The timing of the highly disruptive COVID-19 crisis raises the political stakes. It arrives after a decade marked by the emergence of populist and nationalist parties whose leaders express open hostility to European integration and a preference for policies that exclusively serve a nation’s own citizens. COVID-19 may present an opportunity to promote these nationalist narratives, scale back the scope of EU policies and, in some cases, combat crisis-related measures on the basis of fake narratives.
Abroad, the perceived failings of the EU response and the reintroduction of internal border controls have been “read in Moscow as more proof that the EU is not coping with the challenges of the modern era.” China and Russia are now promoting themselves as the biggest helpers.
The Months Ahead
Although some have argued that the health sector falls outside the EU’s field of competence, a crisis as wide-ranging as COVID-19 inevitably implicates other EU domains—the Schengen Area, the single market, budgetary discipline, the eurozone, and the Civil Protection Mechanism—as demonstrated by the first actions taken at EU level.
But a lot more is expected in other domains by citizens who expect the EU to protect them. Beyond the announced European Council agenda, four medium-term topics deserve attention:
- A monitoring and planning mechanism to assess risks, agree on policies, and create efficient decisionmaking procedures. EU institutions and national governments should equip themselves with a better toolbox to carry on after COVID-19. Leaders must be better prepared.
- A preservation plan for strategic industries. For the pharmaceutical and medical industries, it is tolerable that basic ingredients (for example, reactive substances for testing kits) are largely in the hands of non-EU powers like China and the United States. Furthermore, EU industries may be under threat after a German laboratory was the subject of an alleged takeover attempt by the U.S. government at the most critical time in the COVID-19 pandemic.
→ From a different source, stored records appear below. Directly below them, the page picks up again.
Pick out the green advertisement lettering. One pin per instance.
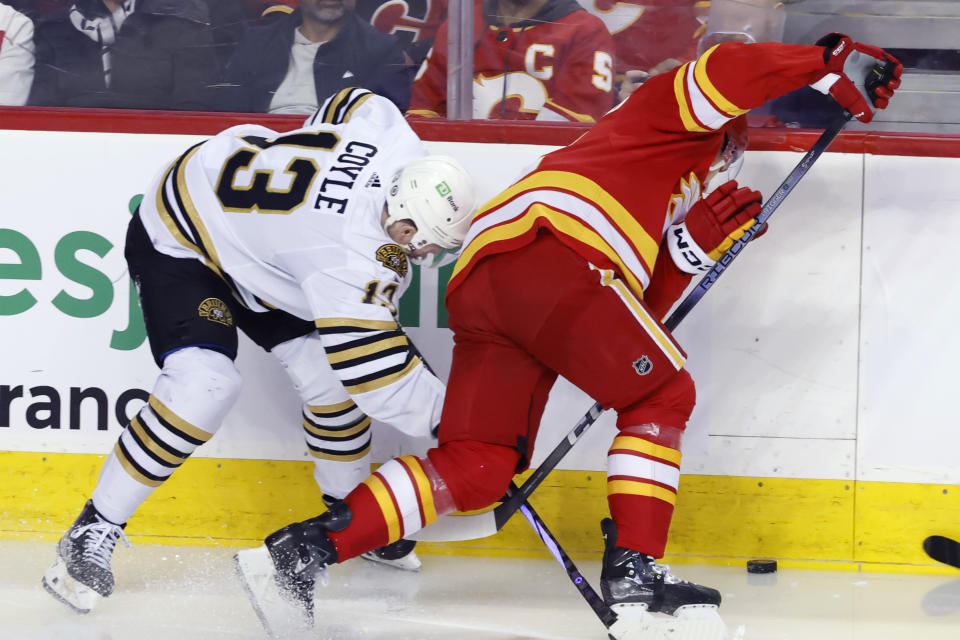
(28, 268)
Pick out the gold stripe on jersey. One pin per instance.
(167, 217)
(426, 113)
(326, 409)
(183, 196)
(382, 381)
(133, 470)
(348, 324)
(367, 349)
(382, 495)
(643, 317)
(148, 442)
(639, 488)
(707, 87)
(345, 432)
(172, 222)
(632, 443)
(176, 421)
(680, 92)
(341, 107)
(336, 456)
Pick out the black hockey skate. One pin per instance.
(81, 573)
(632, 577)
(399, 554)
(280, 576)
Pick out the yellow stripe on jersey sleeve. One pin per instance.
(351, 323)
(593, 193)
(183, 193)
(709, 90)
(563, 223)
(680, 92)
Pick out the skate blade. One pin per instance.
(689, 622)
(280, 618)
(409, 562)
(62, 586)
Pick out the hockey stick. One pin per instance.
(450, 528)
(943, 549)
(607, 616)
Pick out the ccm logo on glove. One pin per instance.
(711, 227)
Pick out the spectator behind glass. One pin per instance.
(16, 56)
(292, 63)
(533, 60)
(140, 54)
(650, 36)
(414, 22)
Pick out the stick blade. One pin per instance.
(943, 549)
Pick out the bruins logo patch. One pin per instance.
(393, 257)
(216, 310)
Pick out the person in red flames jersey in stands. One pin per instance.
(533, 60)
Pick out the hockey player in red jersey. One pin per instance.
(569, 272)
(532, 60)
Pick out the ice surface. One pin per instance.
(191, 593)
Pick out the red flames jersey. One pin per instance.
(647, 32)
(556, 66)
(611, 194)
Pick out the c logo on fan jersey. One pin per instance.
(393, 258)
(413, 17)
- A program to coordinate national research on pandemics. Taxpayer money will be used at the national level to boost research on pandemics and vaccines, but these efforts need to be inserted into a comprehensive Europe-wide framework able to disseminate results.
- Revisions to EU consular cooperation procedures in third countries. Since consular protection is already the rule, existing procedures should ensure the safe repatriation of all EU citizens in an emergency.
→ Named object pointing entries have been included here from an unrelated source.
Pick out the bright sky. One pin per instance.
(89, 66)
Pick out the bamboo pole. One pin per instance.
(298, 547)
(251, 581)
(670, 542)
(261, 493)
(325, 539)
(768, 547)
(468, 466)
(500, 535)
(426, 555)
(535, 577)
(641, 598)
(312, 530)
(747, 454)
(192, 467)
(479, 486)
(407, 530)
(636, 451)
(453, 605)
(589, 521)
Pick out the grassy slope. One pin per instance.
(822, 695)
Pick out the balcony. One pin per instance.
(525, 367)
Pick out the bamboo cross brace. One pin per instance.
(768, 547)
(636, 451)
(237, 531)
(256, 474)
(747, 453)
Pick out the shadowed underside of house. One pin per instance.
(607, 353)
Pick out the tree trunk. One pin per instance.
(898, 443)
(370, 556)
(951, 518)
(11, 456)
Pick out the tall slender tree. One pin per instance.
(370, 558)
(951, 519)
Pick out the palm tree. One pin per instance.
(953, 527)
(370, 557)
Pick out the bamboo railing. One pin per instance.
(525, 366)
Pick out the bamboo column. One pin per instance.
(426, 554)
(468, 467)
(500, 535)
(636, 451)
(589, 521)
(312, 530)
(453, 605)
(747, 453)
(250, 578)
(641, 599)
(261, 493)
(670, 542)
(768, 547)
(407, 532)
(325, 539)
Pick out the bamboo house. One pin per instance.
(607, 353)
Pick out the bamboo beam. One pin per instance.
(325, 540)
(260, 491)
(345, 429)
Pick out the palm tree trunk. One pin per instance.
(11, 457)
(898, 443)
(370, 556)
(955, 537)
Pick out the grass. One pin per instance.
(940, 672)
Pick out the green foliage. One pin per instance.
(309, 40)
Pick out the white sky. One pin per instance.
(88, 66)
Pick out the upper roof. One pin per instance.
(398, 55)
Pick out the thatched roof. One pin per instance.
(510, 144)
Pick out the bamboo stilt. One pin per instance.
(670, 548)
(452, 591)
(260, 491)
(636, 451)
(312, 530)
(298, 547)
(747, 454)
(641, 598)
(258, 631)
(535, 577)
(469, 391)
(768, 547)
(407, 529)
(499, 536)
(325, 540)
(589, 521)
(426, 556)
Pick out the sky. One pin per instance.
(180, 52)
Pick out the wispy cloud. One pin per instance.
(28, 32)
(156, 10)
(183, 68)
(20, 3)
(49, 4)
It is high time for the EU to assert itself in the scientific and industrial domains that are critical to its future and to organize both its preparedness for crisis and its control of strategic production. EU citizens cannot tolerate the policy vacuum in these fields and be left at the mercy of market forces.
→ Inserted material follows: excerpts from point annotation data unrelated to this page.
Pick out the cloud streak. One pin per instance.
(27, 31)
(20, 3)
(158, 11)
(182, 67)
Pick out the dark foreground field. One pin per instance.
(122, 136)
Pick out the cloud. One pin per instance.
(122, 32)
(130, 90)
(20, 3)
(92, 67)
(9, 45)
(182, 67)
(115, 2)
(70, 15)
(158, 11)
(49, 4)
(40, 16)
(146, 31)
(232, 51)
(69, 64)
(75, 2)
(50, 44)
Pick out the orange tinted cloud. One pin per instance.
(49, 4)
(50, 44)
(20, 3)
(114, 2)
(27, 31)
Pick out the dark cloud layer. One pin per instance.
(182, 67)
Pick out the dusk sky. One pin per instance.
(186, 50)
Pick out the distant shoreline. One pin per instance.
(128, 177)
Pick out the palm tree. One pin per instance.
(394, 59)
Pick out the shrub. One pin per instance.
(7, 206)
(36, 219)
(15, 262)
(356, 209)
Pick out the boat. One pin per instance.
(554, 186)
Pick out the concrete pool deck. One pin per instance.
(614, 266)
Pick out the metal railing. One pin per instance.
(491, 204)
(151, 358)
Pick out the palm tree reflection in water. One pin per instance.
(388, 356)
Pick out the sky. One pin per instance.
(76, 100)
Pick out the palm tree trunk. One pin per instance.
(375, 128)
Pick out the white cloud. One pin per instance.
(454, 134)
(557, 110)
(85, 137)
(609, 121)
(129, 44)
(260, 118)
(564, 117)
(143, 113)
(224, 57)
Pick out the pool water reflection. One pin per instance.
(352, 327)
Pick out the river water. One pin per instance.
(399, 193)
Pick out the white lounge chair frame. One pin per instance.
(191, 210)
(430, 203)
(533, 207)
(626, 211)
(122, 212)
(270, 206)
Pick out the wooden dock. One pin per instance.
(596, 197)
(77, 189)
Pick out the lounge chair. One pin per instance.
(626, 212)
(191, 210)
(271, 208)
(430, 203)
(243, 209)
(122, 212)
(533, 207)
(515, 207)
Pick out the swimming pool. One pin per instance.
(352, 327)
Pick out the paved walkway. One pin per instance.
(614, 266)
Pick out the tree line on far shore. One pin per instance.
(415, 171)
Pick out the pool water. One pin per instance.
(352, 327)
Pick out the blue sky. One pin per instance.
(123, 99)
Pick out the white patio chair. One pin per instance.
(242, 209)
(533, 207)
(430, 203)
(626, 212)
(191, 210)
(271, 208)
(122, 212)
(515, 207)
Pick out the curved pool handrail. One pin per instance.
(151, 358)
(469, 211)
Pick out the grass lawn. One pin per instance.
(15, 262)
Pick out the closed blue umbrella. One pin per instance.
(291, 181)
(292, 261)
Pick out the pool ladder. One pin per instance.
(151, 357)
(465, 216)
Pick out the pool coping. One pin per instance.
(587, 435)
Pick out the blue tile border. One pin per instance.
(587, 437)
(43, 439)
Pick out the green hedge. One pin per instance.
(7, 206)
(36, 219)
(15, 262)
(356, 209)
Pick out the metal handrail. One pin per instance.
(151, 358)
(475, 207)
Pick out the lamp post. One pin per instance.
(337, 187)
The crisis is an EU-wide issue. It is not only, as European Council of Foreign Relations member Ivan Krastev argues, that COVID-19 will “force the return of big government” and “help reassert the role of the nation-state.” There is an altogether different dimension: given the severity of the pandemic, European leaders can no longer argue in favor of taking their own measures within their country’s narrow borders. The necessary measures will not work in isolation, and their magnitude is out of proportion to the budget of any nation-state. It is clearly not time for “less Europe.” This pandemic is a massive challenge, but it is also an opportunity for Europe to better serve its citizens.
Following the immediate response, COVID-19 also becomes an EU foreign policy issue. Will this pandemic have shown Europeans to be mainly concerned with themselves and their own wealth and health? Or will they seek to project power and compassion to other parts of the world, especially in war-torn countries like Syria? While the EU will do whatever it takes to cope with the outbreak, its credibility as a global defender of democratic values and the rule of law will also depend on initiatives outside its borders.